Taylor Farms is one of the biggest names in the lettuce supply chain, serving restaurants, fast food chains, and grocery stores. The company is described as the biggest producer of salad greens in North America and as operating 30 processing facilities across North America. It supplies Taco Bell among many others, which means executives should assume the risk does not stay neatly inside one brand relationship. It is unclear whether this particular outbreak is limited to Taylor Farms chopped lettuces only or includes other products and brands. As of Thursday evening, Taylor Farms’ product recall page listed “no active product recalls” for any Taylor Farms products, and the company did not respond to multiple requests for comment about cyclospora contamination from Business Insider.
For consumers and for boards, the “how do we prevent this next” question matters as much as the “what caused this” answer. Health experts have recommended avoiding bagged lettuce and salads until the outbreak is over, choosing whole heads of lettuce, removing the outer layer of leaves, and washing all produce thoroughly. But there is no surefire way to wash Cyclospora off produce, so the safest alternative is to cook foods to at least 158 degrees Fahrenheit. That is a practical reminder: washing is not a guaranteed shield against parasites that can be embedded in or protected by the way produce is handled and exposed.
Regulators and researchers also point to where contamination may enter the supply chain. Amira Roess, a professor of global health and epidemiology at George Mason University and former CDC “disease detective,” said it is possible contamination could have been introduced when produce was washed at production facilities or at the farm. “Typically, it’s the contaminated water that is leading to the contaminated produce,” she said. “In this country, our drinking water is generally not contaminated with parasites. But what is contaminated with parasites is the produce that is exposed to the environmental waters that are contaminated.” In other words, this is not only a “bad batch” problem. It can be an upstream water exposure and handling issue that compliance teams need to treat as a system-level risk.
Finally, executives should treat this as a supply-chain continuity story, not just a food safety story. Taylor Farms has been involved with other food recalls over the past few years, including a 2024 recall of yellow onions sent to McDonald’s restaurants over potential E. coli contamination, which the CDC said killed one person and sickened over 100 others across over a dozen states. The company was also connected to a 2020 onion recall tied to salmonella sold at Kroger and Walmart. Business Insider also notes recalls involving mislabeled products and, last year, salad kits that did not disclose soy and sesame, according to the FDA. When companies have multiple prior recall themes, boards should expect regulators, auditors, and partners to ask sharper questions about controls, traceability, and whether corrective actions fully addressed root causes.

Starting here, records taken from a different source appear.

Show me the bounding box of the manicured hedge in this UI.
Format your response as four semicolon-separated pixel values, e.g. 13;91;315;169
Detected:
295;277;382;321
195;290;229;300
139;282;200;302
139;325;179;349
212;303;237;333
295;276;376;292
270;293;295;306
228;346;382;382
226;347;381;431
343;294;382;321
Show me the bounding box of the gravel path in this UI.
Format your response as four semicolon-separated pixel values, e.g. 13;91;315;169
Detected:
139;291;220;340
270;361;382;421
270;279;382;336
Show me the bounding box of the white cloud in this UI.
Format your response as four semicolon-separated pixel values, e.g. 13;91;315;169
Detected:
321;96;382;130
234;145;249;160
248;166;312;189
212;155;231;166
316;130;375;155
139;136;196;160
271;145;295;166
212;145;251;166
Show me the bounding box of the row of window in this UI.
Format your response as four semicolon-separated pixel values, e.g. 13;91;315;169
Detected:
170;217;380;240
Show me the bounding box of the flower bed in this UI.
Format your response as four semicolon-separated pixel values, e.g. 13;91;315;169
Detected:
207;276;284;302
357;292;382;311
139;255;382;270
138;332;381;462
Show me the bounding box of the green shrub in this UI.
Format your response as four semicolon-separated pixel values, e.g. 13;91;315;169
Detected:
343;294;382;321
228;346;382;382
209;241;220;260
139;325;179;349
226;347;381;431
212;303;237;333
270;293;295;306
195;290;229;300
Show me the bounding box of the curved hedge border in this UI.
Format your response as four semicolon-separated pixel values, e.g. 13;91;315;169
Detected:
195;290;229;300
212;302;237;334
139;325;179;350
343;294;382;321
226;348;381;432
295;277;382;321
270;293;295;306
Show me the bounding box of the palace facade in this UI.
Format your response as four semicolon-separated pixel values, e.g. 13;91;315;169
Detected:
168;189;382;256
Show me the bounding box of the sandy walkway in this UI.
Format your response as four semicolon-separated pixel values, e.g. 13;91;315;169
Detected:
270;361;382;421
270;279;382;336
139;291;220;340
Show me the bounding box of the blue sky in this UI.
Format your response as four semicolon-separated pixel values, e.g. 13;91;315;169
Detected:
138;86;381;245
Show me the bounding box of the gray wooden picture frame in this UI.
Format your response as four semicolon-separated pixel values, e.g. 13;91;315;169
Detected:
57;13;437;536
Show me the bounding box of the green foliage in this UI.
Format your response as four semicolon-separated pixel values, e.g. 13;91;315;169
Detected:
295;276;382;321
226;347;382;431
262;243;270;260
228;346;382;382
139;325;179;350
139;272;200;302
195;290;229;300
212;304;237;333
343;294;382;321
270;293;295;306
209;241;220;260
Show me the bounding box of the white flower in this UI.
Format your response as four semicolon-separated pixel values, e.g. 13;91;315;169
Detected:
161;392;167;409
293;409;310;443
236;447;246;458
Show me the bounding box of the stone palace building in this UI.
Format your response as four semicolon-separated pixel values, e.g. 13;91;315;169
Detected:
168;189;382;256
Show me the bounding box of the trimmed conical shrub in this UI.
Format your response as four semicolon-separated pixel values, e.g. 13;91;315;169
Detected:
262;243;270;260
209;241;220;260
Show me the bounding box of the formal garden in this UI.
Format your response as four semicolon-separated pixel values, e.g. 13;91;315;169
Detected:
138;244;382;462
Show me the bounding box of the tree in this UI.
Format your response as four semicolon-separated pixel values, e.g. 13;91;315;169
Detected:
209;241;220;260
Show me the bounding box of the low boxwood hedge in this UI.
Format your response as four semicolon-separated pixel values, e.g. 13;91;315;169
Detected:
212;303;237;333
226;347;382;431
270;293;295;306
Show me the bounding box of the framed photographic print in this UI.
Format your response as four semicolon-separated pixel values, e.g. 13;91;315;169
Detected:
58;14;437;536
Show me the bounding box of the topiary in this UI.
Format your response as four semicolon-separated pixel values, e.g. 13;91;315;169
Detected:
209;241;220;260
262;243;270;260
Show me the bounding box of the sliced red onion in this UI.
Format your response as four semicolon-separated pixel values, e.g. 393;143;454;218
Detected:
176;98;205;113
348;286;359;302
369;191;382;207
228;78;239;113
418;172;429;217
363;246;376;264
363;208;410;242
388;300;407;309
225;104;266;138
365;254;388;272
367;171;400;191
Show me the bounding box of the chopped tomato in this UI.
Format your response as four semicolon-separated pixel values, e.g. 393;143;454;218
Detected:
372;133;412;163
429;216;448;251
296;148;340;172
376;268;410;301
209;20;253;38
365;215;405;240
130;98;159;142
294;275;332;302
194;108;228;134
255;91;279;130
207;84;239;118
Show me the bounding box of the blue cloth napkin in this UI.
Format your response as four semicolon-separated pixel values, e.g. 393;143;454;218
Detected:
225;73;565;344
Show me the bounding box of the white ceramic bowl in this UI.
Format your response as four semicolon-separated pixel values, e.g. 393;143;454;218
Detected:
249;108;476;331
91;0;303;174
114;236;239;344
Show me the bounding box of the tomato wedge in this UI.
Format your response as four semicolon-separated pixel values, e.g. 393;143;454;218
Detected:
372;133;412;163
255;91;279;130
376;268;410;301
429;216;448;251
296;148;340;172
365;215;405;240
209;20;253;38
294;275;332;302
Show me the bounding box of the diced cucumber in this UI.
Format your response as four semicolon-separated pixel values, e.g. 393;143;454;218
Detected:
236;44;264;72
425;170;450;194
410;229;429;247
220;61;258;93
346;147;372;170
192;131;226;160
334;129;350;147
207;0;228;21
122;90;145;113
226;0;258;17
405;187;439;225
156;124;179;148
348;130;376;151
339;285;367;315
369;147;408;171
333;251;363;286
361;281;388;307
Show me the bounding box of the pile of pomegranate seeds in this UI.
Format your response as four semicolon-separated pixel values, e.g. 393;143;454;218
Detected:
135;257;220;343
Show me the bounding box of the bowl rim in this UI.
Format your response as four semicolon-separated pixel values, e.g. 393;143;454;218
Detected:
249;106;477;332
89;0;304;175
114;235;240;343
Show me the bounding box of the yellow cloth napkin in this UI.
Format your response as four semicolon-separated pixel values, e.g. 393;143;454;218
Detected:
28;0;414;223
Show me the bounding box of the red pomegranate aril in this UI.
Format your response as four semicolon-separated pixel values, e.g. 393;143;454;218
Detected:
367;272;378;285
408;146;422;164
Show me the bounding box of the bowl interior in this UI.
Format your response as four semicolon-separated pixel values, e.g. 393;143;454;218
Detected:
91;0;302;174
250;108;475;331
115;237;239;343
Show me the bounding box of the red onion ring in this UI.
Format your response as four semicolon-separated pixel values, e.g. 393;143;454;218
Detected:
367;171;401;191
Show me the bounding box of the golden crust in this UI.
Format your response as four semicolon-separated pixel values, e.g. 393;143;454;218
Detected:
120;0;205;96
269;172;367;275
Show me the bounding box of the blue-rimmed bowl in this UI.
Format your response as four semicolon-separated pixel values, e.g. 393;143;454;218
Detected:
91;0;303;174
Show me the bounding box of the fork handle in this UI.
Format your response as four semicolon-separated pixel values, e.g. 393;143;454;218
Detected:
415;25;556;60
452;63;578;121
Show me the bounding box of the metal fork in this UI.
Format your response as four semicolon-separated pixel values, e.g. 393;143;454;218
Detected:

The seasonality angle raises the stakes further. Gwen Biggerstaff, the CDC’s Deputy Director of foodborne, waterborne, and environmental diseases, said Tuesday that “we anticipate continuing to see cases increase possibly through the end of August, which is the end of the cyclosporiasis season.” For peers who rely on high-volume processed produce, the message is blunt: once a parasite outbreak identifies a specific ingredient and supplier path, the operational and reputational consequences arrive fast, and the case count may still be climbing.